If Barclays can’t find enough buyers in the marketplace now — potential lenders may not be able to take “country” or “name” risk if oil prices continue to remain low — it has two choices: a) it retains the client, keeping all the exposure on its books for some time, which may impact its earnings, given that the associated risk ranks higher than before; or b) it doesn’t lend any money at all to any such borrower, in which case it may lose all the additional ancillary business that usually comes with the loan, such as equity and advisory-related fees, bond refinancing and so forth — hence, lower earnings will come.
Either way, troubles may lie ahead. In late 2008, everybody wanted to know more about billions of exposure between banks and banks and borrowers, particularly those exposed to the leveraged loan market. Now, if oil prices remain low for a long period, banks will be asked more details about their exposure to the broader oil industry, you can bet on that!
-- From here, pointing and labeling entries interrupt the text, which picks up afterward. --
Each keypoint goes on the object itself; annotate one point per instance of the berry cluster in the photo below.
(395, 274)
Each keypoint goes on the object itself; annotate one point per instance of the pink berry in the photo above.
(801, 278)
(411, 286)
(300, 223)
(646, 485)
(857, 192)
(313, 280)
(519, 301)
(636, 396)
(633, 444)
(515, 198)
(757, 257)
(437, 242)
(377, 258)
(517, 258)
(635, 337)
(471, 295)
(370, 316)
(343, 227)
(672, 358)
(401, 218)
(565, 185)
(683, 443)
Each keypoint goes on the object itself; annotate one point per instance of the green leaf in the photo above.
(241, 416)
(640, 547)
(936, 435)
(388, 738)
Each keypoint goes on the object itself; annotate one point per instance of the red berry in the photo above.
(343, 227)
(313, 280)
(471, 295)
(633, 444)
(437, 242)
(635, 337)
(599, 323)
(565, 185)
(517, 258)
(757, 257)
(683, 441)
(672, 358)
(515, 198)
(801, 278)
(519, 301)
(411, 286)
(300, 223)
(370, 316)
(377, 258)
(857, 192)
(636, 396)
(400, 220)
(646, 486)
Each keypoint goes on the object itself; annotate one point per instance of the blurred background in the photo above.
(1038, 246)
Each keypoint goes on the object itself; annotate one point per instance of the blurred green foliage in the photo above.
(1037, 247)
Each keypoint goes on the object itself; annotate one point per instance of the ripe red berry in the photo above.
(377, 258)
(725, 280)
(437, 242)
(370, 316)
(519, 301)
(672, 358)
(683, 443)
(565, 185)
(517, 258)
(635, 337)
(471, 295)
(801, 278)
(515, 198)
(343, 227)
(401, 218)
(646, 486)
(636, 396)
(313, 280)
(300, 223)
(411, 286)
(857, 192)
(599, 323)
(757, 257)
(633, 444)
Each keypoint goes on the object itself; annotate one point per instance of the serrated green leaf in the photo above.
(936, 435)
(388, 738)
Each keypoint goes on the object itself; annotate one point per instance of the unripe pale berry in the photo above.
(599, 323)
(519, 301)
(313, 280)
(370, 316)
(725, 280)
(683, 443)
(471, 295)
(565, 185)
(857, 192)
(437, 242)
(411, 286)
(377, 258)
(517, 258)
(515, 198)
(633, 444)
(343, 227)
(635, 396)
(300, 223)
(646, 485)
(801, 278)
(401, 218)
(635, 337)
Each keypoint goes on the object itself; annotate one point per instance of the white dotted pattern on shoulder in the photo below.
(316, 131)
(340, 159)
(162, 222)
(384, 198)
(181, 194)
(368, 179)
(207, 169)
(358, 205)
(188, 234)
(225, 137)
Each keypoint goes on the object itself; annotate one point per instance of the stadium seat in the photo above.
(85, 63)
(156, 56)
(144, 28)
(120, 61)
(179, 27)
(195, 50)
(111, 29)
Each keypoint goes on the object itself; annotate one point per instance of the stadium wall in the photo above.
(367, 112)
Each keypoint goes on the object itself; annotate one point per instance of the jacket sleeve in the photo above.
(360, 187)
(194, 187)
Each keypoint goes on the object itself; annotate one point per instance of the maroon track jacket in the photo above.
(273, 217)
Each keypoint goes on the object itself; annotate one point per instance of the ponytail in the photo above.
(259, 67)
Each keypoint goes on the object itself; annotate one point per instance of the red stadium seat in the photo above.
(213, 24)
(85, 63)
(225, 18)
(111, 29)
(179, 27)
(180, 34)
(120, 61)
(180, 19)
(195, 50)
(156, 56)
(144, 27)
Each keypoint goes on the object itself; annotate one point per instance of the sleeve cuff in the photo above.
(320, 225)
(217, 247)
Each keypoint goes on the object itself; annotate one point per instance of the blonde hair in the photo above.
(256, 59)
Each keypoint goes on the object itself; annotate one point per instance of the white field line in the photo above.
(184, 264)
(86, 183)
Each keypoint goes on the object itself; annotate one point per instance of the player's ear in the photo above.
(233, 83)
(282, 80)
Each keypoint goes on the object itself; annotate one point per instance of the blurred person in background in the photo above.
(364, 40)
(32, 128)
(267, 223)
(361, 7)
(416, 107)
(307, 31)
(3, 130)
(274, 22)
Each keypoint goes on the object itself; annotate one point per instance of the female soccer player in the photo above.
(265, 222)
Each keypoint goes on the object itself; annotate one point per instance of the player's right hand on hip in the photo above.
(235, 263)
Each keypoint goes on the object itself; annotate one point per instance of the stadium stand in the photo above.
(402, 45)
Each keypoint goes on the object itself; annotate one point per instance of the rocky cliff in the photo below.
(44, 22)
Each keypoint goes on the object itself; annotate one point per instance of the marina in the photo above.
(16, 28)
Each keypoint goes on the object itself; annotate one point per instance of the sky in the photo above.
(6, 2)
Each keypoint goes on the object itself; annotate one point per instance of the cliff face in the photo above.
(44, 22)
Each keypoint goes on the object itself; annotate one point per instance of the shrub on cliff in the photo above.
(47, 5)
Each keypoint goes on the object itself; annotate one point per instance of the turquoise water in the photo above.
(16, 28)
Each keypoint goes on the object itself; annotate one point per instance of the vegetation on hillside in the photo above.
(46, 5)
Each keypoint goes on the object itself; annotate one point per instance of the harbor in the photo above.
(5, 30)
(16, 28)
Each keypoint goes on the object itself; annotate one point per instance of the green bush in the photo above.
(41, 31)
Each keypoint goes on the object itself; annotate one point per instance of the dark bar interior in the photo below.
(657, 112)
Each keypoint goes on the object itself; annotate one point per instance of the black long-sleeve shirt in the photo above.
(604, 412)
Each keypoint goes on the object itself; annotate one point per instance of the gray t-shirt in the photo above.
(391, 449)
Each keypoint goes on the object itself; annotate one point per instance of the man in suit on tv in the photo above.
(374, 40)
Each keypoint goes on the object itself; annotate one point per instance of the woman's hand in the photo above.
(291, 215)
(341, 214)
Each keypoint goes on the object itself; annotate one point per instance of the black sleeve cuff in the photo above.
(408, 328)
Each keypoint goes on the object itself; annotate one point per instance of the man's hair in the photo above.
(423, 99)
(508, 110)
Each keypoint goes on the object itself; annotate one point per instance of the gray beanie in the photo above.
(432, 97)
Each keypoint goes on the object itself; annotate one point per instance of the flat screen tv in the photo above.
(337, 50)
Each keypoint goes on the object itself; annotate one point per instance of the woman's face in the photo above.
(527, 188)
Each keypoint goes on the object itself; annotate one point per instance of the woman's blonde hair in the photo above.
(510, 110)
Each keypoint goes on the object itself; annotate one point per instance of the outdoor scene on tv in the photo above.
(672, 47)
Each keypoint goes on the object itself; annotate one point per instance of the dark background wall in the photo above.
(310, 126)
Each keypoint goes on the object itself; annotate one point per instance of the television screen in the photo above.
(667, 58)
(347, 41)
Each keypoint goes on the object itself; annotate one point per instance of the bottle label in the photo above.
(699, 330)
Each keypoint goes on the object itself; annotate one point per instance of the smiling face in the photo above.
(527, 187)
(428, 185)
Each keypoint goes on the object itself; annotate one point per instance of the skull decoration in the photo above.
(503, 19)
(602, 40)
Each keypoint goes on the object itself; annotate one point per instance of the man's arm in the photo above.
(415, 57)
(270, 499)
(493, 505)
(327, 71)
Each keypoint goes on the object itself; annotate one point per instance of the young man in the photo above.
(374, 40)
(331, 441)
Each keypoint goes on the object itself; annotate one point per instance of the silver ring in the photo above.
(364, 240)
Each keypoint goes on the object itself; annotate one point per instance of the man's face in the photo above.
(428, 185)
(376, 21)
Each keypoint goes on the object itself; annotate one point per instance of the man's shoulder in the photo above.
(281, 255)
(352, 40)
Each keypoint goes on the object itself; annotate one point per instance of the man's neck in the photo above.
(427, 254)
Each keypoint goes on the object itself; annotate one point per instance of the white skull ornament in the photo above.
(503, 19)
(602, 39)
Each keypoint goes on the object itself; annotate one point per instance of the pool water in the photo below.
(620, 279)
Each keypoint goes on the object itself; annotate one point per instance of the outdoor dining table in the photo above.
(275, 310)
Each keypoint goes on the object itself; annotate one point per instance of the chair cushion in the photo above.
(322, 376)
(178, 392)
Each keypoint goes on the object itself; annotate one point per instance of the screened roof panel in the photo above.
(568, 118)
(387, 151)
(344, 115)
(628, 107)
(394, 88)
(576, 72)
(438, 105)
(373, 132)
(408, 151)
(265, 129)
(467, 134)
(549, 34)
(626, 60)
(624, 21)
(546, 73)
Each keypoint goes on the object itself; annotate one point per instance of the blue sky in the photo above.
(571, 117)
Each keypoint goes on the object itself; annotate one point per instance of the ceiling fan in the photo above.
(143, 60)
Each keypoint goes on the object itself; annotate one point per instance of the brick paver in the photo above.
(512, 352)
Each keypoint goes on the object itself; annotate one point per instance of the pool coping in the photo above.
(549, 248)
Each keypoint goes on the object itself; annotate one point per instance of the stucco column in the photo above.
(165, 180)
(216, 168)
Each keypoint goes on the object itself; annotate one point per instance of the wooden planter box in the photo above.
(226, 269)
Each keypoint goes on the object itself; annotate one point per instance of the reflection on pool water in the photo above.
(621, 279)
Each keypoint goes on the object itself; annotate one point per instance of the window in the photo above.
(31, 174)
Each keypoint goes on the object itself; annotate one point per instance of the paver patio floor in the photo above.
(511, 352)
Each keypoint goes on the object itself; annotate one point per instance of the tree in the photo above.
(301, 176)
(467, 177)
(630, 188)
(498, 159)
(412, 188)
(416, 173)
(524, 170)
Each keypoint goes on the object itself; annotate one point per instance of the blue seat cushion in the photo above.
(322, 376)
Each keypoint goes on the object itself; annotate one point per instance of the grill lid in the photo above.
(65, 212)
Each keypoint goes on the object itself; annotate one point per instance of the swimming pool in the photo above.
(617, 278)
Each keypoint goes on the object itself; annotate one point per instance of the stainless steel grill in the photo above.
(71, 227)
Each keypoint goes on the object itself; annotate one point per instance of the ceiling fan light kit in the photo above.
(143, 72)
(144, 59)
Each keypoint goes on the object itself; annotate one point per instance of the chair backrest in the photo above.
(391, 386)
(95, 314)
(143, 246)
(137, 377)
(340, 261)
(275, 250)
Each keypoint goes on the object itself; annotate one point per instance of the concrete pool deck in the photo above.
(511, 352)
“Banks including Barclays and Wells Fargo are facing potentially heavy losses on an $850m loan made to two oil and gas companies,” the Financial Times reported in November. That’s a tiny amount compared to the number of big oil clients in Barclays’s portfolio. Commodity-related business is risky, as proved this week when news emerged that Phibro, a commodity powerhouse founded more than 100 years ago, will be wound down by the end of March.
Analysts
So let’s hope Barclays is wrong about oil prices, at least for Barclays shareholders. Then, investors will just have to hope that Barclays will manage properly impairment and litigation risks, which pose a serious threat to earnings in the next few quarters.
The stock has been rising fast in recent weeks. It changes hands at almost 249p (its highest level for almost 10 months), and is getting closer to the average price target from brokers of 291p. But if Barclays is right, and oil prices remain subdued for long, most analysts will have to adjust their estimates to a fair value of 200p, which remains my suggested price target.